Sur la mise en œuvre opérationnelle

- Rendre exigible au fond de prévention des risques naturels majeurs les actions de promotion d’une culture du risque initiées par les centres de ressources permanents évoqués dans le point précédent (selon des modalités de financement et des cadres partenariaux locaux qui restent à définir)

- Développer des outils d’évaluation de l’impact des actions d’information préventive réalisées et de l’évolution dans le temps de la connaissance de ces informations auprès des populations

- Fort de la création de l’Observatoire National des risques Naturels (ONRN), encourager des partenariats pérennes au niveau local (DREAL, Conseil régionaux, Conseil généraux, Intercommunalités…) pour favoriser la création d’observatoires locaux des risques (REX Languedoc-Roussillon, Aquitaine, PACA…)

- Créer au niveau local des centres d’interprétation des aléas et des risques (CIAR)

 

Sur la nature de l’information et son format (l’information préventive conditionne la préparation de la compréhension par les populations des informations dispensées pendant le déroulement d'un évènement  notamment en matière de mise en vigilance et d'alerte)

- Clarifier les concepts de vigilance et d’alerte. En effet, les confusions sémantiques sont récurrentes notamment dans l’utilisation des termes de « vigilance » et « d’alerte », confusion de commodité souvent relayée par les médias

- Face aux risques à cinétique rapide, développer de véritables systèmes d’avertissement des autorités locales et des populations privilégiant des circuits courts, utilisant notamment les technologies de l’information et de la communication

- Définir clairement les conseils de comportement « en mode réflexe » à diffuser auprès des populations au regard du niveau de risque (appréciation des seuils critiques) et de la cinétique de l’événement

- Définir clairement le rôle des médias sociaux en situation d’urgence (MSGU) pour traiter et relayer l’information en temps réels et préparer les acteurs à utiliser ces médias (Cf les recommandations du Bureau régional de la gestion d’urgence de Wellington - Nouvelle-Zélande - 2012). Se pose la question de l’implication civile et citoyenne en la matière.
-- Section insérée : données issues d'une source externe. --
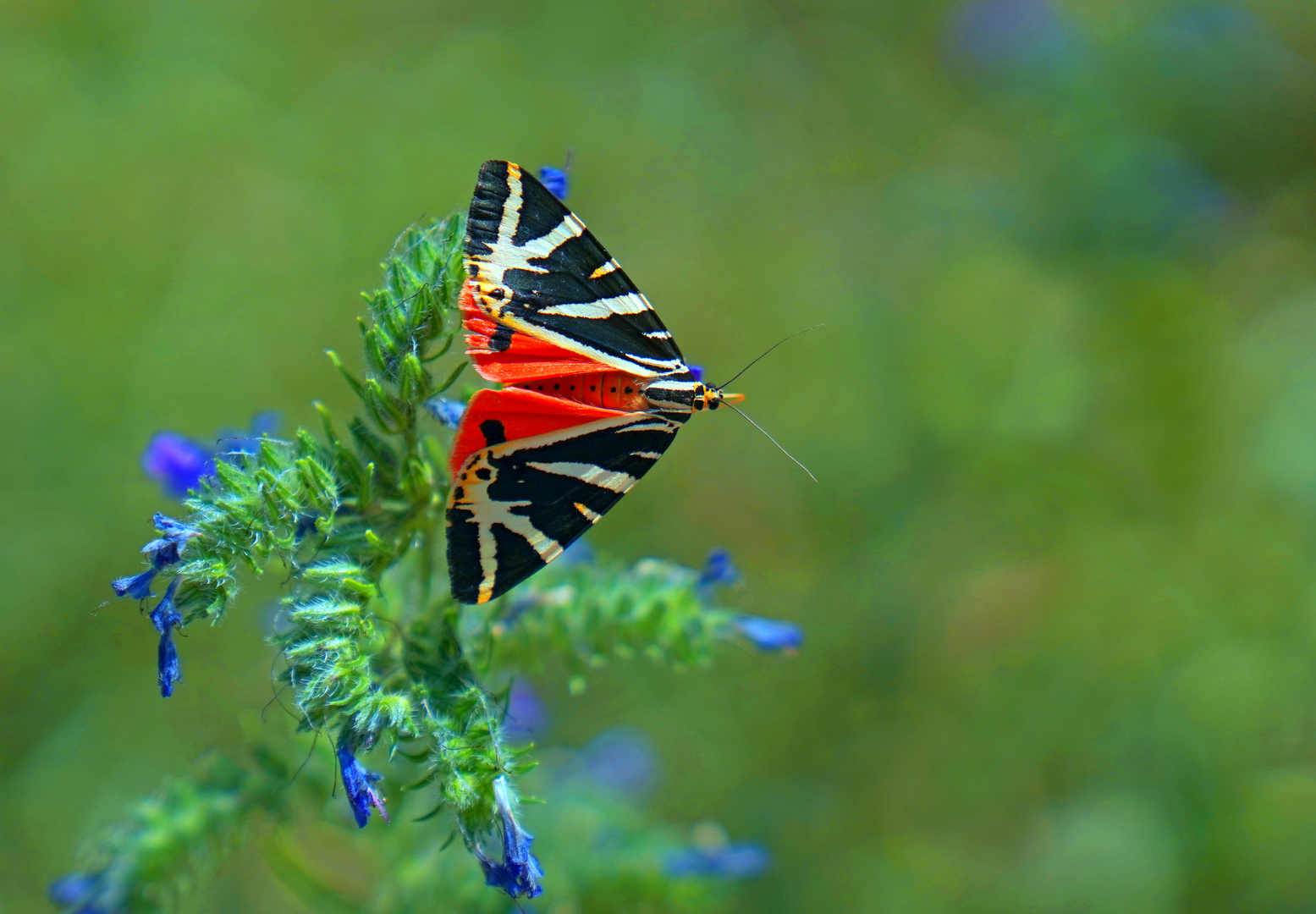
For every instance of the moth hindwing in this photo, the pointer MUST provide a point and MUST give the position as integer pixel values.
(515, 507)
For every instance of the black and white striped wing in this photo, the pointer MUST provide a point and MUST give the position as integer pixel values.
(536, 268)
(516, 505)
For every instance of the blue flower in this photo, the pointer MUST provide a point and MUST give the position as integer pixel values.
(159, 553)
(237, 443)
(724, 862)
(177, 462)
(358, 783)
(166, 617)
(554, 179)
(449, 412)
(519, 873)
(719, 571)
(770, 634)
(139, 586)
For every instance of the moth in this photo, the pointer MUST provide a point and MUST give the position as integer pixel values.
(595, 387)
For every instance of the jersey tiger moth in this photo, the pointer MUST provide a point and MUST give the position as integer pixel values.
(595, 387)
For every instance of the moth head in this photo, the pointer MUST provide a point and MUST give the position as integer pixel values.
(713, 398)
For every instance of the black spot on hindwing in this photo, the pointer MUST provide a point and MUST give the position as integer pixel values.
(493, 432)
(502, 339)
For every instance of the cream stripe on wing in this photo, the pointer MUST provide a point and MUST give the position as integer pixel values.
(632, 303)
(592, 474)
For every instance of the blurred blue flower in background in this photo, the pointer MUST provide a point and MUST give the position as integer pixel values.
(85, 893)
(620, 759)
(713, 854)
(526, 717)
(179, 463)
(1007, 38)
(554, 179)
(770, 634)
(449, 412)
(719, 571)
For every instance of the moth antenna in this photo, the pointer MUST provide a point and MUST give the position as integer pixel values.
(768, 350)
(768, 436)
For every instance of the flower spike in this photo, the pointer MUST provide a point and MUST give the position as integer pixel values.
(358, 783)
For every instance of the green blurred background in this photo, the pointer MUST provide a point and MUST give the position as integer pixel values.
(1057, 575)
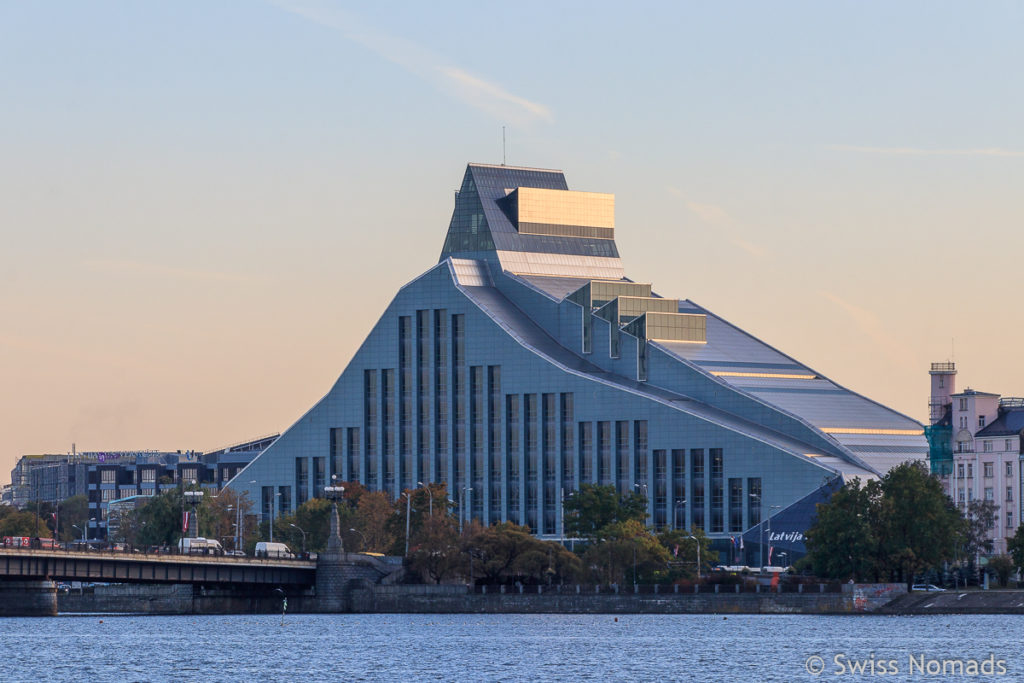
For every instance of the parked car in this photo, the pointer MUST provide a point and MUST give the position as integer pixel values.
(275, 550)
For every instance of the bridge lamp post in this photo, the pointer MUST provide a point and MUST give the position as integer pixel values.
(303, 537)
(431, 495)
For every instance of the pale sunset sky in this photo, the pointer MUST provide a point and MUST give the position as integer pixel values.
(206, 206)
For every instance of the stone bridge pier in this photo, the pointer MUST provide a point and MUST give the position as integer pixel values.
(339, 572)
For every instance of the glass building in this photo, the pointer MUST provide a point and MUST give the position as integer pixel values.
(525, 363)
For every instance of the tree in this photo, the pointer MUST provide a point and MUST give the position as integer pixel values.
(435, 551)
(843, 543)
(1016, 548)
(74, 510)
(627, 551)
(1001, 566)
(682, 546)
(981, 519)
(594, 507)
(159, 520)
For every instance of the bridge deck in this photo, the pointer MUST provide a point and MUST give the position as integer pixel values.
(16, 563)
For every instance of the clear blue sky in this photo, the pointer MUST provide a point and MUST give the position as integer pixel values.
(207, 205)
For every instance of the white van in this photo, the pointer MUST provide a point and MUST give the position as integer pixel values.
(276, 550)
(200, 546)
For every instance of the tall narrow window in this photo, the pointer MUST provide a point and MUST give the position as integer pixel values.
(698, 483)
(440, 396)
(587, 452)
(717, 491)
(568, 442)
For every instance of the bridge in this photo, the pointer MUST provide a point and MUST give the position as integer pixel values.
(122, 567)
- Pour les Installations industrielles : cadrer l’information des populations en cas d’incident perceptible de l’extérieur hors contexte PPI (REX Lubrizol - 2013)

 

Sur les outils à promouvoir en matière de d’information préventive (non exhaustif)

- Généraliser l'obligation d'établir des PCS dans toutes les communes où le risque majeur ne peut être exclu (également hors procédure PPR)
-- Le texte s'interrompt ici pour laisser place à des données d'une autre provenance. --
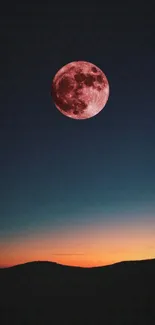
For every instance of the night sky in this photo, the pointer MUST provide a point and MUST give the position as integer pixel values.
(78, 192)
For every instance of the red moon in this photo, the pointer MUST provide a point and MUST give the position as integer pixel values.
(80, 90)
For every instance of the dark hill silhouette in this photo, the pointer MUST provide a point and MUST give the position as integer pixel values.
(50, 293)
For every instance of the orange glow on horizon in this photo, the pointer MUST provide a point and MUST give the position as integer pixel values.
(90, 245)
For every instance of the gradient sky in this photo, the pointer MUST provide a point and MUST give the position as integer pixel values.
(76, 192)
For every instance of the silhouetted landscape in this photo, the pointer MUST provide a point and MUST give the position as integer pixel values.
(49, 293)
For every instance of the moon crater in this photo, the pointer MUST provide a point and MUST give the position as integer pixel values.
(80, 90)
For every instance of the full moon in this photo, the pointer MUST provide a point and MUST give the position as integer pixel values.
(80, 90)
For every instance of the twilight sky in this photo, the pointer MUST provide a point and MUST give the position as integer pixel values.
(76, 192)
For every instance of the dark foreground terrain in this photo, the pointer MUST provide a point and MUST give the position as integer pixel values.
(49, 293)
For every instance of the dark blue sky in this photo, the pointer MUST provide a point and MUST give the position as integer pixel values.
(56, 171)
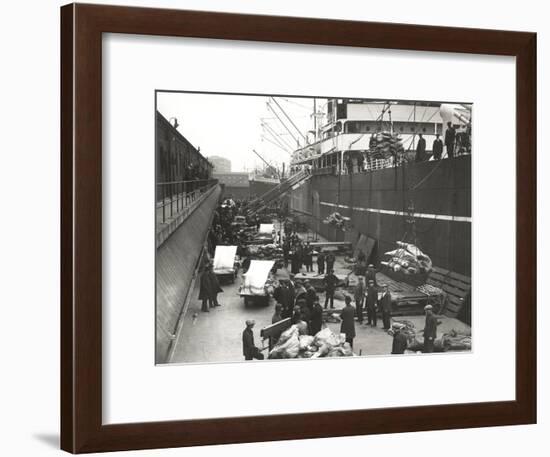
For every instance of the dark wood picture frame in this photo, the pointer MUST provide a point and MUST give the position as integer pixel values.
(81, 227)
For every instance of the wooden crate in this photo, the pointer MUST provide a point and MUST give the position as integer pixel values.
(456, 286)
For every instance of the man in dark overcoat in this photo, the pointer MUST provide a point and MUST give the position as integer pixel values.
(430, 329)
(385, 306)
(372, 303)
(348, 321)
(209, 289)
(250, 351)
(330, 281)
(437, 147)
(321, 263)
(311, 295)
(420, 149)
(370, 275)
(450, 135)
(316, 317)
(359, 295)
(400, 342)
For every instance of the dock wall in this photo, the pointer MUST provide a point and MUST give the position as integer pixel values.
(176, 262)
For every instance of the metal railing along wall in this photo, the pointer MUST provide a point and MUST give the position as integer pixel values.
(172, 197)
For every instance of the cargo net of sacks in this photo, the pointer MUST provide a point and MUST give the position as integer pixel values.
(266, 251)
(407, 263)
(337, 220)
(385, 146)
(292, 345)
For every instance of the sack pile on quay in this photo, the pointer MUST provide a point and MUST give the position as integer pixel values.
(292, 345)
(455, 340)
(385, 145)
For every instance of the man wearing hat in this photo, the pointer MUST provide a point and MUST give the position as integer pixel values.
(385, 305)
(372, 304)
(348, 321)
(300, 292)
(250, 351)
(209, 288)
(371, 274)
(330, 282)
(311, 295)
(316, 322)
(437, 147)
(359, 295)
(399, 340)
(430, 329)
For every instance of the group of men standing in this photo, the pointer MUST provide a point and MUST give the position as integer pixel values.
(437, 145)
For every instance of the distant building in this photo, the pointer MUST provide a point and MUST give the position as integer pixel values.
(235, 185)
(221, 164)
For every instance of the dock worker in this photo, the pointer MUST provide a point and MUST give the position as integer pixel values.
(311, 295)
(400, 342)
(300, 292)
(320, 263)
(209, 289)
(284, 297)
(450, 135)
(277, 316)
(359, 295)
(372, 303)
(330, 281)
(330, 259)
(385, 306)
(430, 329)
(420, 149)
(437, 147)
(307, 254)
(348, 321)
(371, 274)
(250, 351)
(316, 322)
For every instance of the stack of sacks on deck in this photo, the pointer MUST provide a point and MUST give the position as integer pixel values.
(408, 259)
(385, 145)
(269, 251)
(292, 345)
(336, 219)
(457, 340)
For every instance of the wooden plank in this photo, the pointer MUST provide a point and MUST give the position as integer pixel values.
(449, 280)
(452, 274)
(449, 288)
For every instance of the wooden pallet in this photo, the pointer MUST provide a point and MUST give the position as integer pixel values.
(456, 286)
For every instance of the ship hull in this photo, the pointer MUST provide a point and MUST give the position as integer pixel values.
(426, 203)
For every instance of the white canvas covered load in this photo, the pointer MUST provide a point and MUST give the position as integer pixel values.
(255, 278)
(224, 259)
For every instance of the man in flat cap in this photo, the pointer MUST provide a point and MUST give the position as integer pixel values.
(250, 351)
(430, 329)
(400, 342)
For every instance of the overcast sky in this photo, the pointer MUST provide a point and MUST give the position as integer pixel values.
(230, 125)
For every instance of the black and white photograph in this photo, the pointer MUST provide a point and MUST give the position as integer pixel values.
(311, 227)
- Consolider l’information préventive du public à travers les PCS notamment à l’occasion d’exercices à caractère participatif. Objectif : mobiliser l’habitant en le rendant acteur

- Former dans la durée les responsables et décideurs locaux sur la gestion des risques majeurs et les outils d’aide à la décision

- Former dans la durée les journalistes qui ont un rôle majeur à jouer en tant que relais d'information dans les situations de crise

- Promouvoir les réserves communale de sécurité civile (RCSC) et reconnaître le rôle actif que leurs membres pourraient avoir pour développer localement des actions d’information préventive en soutien à leur commune d’appartenance

- Promouvoir l'engagement service civique auprès de certaines institutions ou organisations pour développer localement des actions d'information préventive en particulier auprès du public jeune (REX IRMa)
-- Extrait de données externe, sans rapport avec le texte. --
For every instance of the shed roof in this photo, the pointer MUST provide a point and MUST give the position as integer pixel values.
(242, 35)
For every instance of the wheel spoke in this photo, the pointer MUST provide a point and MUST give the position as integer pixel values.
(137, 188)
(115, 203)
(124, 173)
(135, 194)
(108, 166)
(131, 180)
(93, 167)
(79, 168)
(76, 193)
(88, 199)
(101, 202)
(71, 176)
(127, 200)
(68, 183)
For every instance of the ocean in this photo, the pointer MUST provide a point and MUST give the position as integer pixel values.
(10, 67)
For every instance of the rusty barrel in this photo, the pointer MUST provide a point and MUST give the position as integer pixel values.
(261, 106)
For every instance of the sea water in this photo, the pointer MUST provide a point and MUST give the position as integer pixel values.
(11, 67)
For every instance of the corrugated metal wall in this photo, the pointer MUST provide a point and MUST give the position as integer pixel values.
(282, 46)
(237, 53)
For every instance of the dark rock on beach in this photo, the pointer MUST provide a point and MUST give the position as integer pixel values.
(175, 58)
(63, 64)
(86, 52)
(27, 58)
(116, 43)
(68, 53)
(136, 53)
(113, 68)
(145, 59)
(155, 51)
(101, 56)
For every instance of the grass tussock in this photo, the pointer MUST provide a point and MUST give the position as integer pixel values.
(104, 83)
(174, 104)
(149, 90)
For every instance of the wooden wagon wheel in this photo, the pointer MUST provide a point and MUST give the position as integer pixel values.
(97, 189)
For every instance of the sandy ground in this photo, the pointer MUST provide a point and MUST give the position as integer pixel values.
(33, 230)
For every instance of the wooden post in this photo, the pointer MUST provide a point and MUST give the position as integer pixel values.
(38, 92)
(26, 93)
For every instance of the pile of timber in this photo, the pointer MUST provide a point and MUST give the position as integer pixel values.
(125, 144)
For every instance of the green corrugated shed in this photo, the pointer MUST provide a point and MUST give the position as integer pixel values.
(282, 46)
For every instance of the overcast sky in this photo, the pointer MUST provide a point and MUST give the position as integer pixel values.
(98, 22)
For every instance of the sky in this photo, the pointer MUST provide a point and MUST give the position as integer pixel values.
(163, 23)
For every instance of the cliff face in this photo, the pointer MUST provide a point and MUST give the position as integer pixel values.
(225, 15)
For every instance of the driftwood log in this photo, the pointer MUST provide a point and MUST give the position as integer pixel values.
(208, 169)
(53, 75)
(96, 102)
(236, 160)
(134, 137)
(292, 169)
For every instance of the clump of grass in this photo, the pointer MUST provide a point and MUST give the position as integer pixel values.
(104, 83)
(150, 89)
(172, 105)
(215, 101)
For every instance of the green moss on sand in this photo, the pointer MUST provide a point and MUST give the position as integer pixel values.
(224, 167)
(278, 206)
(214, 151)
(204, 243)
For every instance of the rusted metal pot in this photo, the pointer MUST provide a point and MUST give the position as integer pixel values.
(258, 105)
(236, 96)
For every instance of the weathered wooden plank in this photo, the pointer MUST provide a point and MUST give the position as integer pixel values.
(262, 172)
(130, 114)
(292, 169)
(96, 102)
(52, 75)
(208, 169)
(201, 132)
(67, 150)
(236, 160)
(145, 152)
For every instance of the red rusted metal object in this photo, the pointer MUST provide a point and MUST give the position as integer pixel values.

- Promouvoir des plans familiaux de mise en sécurité (PFMS) en particulier dans les zones à risques à cinétique rapide

- A l'instar des Plans Particuliers de Mise en Sûreté (PPMS) qui doivent être mis en place dans les établissements scolaires pour faire face à l'accident majeur, promouvoir des Plans d’Organisation et de Mise en Sureté (POMSE) dans tous les Etablissements Recevant du Public (ERP) en particulier dans les zones à risques à cinétique rapide

- Développer au niveau local l’utilisation du multimédia et de l’internet pour favoriser l’information préventive (REX DICRIM multimédia de Saint-Etienne)

- Développer des outils destinés à mieux gérer l’information des populations durant la phase de la post-catastrophe.